Маленькая, продолговатая комната, темная, как задние помещения у лавочки на улице Сантье, переполненная, как вагон метро в семь часов вечера. Вдоль одной иа длинных сторон тянулся желоб. Десяток больших заржавленных кранов струили в него сенскую воду цвета мочи. Каменных стенок жолоба уже нельзя было различить. Они были покрыты толстым слом какой-то застарелой маслянистой грязи, блестевшей несмотря на скудость освещения. И когда толпящаяся масса солдат пропускала вас, наконец, к крану, то струя воды между вашими пальцами была липкая, как дождевой червяк.
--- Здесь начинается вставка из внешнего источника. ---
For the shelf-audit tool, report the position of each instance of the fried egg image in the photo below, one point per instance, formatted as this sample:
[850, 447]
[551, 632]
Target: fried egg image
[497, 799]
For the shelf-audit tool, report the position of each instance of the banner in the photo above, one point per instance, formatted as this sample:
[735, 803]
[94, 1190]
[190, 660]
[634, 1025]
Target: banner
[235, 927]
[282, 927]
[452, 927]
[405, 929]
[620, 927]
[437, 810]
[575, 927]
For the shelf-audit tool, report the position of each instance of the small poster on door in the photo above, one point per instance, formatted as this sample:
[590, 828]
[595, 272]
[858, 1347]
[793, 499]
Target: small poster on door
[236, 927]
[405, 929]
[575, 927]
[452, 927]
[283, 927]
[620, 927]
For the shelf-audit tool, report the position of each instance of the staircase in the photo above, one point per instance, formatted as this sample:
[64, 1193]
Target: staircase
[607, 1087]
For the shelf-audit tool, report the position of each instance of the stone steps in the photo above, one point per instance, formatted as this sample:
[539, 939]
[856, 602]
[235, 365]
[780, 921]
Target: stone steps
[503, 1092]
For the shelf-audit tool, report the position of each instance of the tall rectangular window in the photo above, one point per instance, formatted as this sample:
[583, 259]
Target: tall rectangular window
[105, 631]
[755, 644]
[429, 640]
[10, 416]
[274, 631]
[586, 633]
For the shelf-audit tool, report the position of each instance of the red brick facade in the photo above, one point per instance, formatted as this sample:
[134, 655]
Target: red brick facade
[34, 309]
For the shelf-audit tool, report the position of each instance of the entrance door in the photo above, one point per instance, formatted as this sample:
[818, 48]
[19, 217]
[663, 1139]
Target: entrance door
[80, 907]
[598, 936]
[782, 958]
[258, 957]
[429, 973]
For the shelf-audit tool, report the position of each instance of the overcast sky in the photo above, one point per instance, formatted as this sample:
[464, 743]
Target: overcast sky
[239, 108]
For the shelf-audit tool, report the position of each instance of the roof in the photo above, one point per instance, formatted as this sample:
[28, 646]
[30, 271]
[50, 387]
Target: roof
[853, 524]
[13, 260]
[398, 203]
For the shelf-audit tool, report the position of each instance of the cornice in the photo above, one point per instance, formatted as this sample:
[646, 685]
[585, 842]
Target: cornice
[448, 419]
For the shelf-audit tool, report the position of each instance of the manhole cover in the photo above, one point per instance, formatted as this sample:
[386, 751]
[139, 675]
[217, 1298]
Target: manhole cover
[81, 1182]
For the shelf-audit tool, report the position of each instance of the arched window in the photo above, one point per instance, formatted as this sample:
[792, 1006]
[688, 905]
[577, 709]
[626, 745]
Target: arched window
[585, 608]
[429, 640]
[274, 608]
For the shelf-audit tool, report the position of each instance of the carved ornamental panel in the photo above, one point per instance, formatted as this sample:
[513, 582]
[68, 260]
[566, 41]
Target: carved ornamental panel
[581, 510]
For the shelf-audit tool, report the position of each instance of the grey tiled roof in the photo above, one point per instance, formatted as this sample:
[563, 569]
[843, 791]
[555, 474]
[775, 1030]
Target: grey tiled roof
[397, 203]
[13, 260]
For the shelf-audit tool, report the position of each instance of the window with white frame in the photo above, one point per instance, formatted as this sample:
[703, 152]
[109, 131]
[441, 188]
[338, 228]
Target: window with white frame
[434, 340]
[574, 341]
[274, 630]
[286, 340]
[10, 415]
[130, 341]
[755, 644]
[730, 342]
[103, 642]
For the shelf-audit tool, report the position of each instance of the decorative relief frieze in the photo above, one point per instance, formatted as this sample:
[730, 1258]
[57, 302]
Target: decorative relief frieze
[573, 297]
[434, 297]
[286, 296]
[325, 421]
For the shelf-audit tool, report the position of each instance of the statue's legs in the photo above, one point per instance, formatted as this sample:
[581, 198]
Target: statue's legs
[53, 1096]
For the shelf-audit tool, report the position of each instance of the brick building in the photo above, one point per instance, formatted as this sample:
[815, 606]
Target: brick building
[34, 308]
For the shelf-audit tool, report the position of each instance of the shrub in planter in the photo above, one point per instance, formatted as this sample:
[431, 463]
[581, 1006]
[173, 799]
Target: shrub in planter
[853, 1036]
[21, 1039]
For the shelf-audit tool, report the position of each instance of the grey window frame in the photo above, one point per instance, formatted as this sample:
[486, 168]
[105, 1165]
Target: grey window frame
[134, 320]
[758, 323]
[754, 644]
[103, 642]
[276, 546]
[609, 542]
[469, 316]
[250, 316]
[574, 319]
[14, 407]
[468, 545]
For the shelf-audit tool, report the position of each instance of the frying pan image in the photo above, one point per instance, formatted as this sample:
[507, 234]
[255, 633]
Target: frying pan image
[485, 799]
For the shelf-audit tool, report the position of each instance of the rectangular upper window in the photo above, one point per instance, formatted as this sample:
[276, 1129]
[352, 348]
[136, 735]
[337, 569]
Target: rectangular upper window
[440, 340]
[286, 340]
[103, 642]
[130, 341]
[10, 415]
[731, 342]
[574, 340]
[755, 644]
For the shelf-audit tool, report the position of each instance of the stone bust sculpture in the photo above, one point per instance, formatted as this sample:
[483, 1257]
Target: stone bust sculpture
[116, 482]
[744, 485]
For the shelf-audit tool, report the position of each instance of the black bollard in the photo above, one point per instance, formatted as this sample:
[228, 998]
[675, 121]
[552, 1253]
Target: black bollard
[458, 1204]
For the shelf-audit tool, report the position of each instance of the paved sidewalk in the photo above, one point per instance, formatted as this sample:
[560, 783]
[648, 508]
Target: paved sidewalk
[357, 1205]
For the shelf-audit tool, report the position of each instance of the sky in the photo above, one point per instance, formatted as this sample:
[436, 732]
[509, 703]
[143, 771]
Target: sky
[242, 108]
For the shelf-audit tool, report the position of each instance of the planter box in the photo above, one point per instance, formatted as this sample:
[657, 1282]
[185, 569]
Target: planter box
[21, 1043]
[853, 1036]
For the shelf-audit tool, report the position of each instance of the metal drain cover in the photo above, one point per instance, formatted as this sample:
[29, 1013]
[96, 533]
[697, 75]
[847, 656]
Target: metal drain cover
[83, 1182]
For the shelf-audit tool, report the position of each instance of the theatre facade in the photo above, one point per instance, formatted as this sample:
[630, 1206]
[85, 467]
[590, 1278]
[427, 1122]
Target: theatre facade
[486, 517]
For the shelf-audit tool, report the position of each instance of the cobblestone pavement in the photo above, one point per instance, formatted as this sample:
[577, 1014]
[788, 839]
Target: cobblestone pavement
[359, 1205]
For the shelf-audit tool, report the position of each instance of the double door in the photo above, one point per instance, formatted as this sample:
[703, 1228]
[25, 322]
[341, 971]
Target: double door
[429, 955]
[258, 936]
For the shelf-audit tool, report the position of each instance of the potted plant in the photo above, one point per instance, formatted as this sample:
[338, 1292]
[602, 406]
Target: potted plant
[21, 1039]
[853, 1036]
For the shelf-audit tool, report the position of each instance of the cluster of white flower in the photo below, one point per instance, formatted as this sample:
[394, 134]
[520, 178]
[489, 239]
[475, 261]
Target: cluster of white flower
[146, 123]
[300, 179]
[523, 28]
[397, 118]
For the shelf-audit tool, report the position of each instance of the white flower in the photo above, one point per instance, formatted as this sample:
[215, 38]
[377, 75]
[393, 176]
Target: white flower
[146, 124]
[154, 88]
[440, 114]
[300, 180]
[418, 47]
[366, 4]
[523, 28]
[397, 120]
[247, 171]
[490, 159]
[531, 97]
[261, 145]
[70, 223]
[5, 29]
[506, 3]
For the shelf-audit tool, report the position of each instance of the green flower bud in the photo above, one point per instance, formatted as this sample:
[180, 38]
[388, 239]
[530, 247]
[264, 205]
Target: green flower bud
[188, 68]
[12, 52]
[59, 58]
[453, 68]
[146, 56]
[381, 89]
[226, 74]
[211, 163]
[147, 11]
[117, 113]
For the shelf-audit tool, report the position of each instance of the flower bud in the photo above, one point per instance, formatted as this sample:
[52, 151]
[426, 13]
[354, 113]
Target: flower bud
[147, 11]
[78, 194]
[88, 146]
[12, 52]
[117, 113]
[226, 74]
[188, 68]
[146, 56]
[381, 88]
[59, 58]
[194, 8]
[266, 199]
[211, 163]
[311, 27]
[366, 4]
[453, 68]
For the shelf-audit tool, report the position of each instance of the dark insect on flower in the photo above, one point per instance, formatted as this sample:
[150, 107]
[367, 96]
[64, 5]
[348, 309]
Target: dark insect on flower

Солдаты ворчали: «Мы заперты здесь до утра. Мало вероятно, чтобы нас выпустили сегодня после ужина. Удовольствие, нечего сказать!»
В казарме были две кантины сорок шестого полка и две кантины восемьдесят девятого. Так как мы принадлежали к сорок шестому, то не имели права ходить в кантины восемьдесят девятого.
Наши винтовки были вычищены, и больше не находилось работы, за которую нас можно было бы засадить. Но начальству кажется недопустимым, чтобы люди оставались целый день в казарме, разговаривали и курили, как им вздумается.
А может быть, командование боялось, что мы взбудоражим друг друга и в результате откажемся выступить против народа?
Так или иначе, для нас были организованы во дворе казарменные игры — лицемерная и идиотская затея; унтера посылали туда всех, кто попадался им на глаза во внутренних помещениях.
Я вовремя улизнул и стал бродить по этажам, где были размещены другие батальоны. Я слонялся по коридорам. Я начал привыкать к ним. Они были темные, грязные, загроможденные; но в них можно было исчезнуть, затеряться; можно было обратиться в неизвестного. Так ощущает себя преступник в центре Парижа.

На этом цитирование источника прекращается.